Persécutés pendant plus de deux siècles, les baleines s’épanouissent à nouveau dans nos océans depuis que le moratoire de 1986 en a interdit la chasse commerciale. Il en restait à peine vingt mille à l’époque. Elles seraient aujourd’hui environ soixante dix mille dont la moitié dans l’hémisphère sud où rien qu’entre 1904 et 1980, deux cent mille d’entres elles furent massacrées.

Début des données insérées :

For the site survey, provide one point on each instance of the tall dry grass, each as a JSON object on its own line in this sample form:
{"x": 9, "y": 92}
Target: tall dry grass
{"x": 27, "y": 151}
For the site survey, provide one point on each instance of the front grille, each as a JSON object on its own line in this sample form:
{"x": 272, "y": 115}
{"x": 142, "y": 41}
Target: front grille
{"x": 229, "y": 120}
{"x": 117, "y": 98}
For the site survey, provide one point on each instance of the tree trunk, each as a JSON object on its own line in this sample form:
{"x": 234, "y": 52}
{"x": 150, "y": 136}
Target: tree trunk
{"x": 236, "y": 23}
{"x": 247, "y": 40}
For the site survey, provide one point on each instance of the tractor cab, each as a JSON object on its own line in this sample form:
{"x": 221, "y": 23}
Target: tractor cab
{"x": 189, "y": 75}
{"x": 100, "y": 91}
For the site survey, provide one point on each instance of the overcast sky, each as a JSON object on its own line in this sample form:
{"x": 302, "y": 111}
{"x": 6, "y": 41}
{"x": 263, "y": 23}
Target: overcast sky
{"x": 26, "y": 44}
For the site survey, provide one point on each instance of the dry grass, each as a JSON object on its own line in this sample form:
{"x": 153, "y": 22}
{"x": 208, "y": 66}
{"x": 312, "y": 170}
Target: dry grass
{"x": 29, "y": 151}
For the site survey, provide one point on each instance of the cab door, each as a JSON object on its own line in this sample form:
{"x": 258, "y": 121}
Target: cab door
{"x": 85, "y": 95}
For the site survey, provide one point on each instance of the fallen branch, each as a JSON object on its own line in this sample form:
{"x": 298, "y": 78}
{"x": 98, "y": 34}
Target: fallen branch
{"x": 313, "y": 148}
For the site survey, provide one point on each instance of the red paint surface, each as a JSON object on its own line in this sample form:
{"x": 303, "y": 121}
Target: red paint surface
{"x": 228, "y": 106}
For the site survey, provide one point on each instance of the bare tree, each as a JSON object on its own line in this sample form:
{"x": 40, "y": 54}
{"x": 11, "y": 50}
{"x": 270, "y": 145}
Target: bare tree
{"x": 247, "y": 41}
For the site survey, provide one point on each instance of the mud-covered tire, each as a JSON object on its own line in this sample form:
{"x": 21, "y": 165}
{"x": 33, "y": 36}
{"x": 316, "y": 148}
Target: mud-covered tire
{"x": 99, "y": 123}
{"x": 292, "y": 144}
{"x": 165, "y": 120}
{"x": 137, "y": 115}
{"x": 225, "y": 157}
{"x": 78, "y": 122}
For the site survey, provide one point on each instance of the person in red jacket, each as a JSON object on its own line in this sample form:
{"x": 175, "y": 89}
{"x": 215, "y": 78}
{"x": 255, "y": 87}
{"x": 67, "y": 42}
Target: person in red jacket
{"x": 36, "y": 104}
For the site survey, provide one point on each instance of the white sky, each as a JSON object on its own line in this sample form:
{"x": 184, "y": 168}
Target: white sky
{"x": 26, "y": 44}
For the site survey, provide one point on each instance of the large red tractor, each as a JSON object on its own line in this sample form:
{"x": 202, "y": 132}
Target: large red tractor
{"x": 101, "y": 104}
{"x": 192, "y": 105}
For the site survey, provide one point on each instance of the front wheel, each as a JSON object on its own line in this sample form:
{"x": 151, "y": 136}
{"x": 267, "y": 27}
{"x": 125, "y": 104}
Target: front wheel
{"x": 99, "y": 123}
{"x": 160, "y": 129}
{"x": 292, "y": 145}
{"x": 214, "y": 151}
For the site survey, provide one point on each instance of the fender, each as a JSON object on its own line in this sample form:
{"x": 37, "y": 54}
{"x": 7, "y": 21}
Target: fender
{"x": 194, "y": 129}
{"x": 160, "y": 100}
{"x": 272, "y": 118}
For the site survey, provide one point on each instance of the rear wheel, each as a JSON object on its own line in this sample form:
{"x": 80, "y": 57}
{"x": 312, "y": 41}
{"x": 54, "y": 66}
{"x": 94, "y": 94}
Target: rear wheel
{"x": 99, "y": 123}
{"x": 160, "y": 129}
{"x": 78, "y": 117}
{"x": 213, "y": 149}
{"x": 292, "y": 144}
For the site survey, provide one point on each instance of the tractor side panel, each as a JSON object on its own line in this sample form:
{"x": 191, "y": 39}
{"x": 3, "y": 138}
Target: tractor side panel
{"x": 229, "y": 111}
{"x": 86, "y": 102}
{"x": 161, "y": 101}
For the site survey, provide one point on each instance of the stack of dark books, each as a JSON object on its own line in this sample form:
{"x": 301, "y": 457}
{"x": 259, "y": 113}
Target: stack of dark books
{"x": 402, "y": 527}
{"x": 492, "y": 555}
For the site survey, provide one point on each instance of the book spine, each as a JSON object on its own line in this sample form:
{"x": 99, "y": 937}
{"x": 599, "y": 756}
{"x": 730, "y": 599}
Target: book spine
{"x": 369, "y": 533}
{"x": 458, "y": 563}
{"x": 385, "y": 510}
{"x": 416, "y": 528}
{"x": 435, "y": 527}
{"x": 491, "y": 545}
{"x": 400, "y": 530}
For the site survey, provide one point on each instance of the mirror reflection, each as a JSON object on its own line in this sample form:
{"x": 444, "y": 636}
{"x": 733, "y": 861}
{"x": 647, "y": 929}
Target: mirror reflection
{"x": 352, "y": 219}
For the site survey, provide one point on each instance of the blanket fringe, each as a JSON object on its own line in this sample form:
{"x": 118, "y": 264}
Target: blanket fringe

Une bonne nouvelle qui ne doit pas faire oublier que, profitant d’une disposition de la convention baleinière de 1946 autorisant la chasse à visée «scientifique», l’Islande, la Norvège et le Japon continuent de traquer les baleines, ni les autres menaces qui jettent une ombre sur son devenir en raison de la souffrance des océans, pollution, surpêche, acidification des eaux, blanchiment du corail.
Mais que viennent donc faire les baleines à bosse en Polynésie?
Peut être viennent-elles rendre hommage à l’épouse de Tinirau, le seigneur de l’océan qui en des temps anciens su leur témoigner son affection
« Dans un lointain passé aux Marquises, vivait Puturua, l’épouse de Tinirau, le seigneur de l’océan. Puturua possédait deux baleines qu’elle avait adoptées puis apprivoisées et qu’elle aimait autant que ses trois filles. La plus âgée des deux baleines s’appelait Tununui et sa sœur cadette portait quant à elle le nom de Togamautu.
Les deux grands mammifères marins avaient pour habitude de rester près du rivage afin de demeurer aux côtés de leur maîtresse et ne pas être emportés vers le large par la houle. Puturua les avait dressées dans le but de pouvoir voyager d’île en île sur leur dos.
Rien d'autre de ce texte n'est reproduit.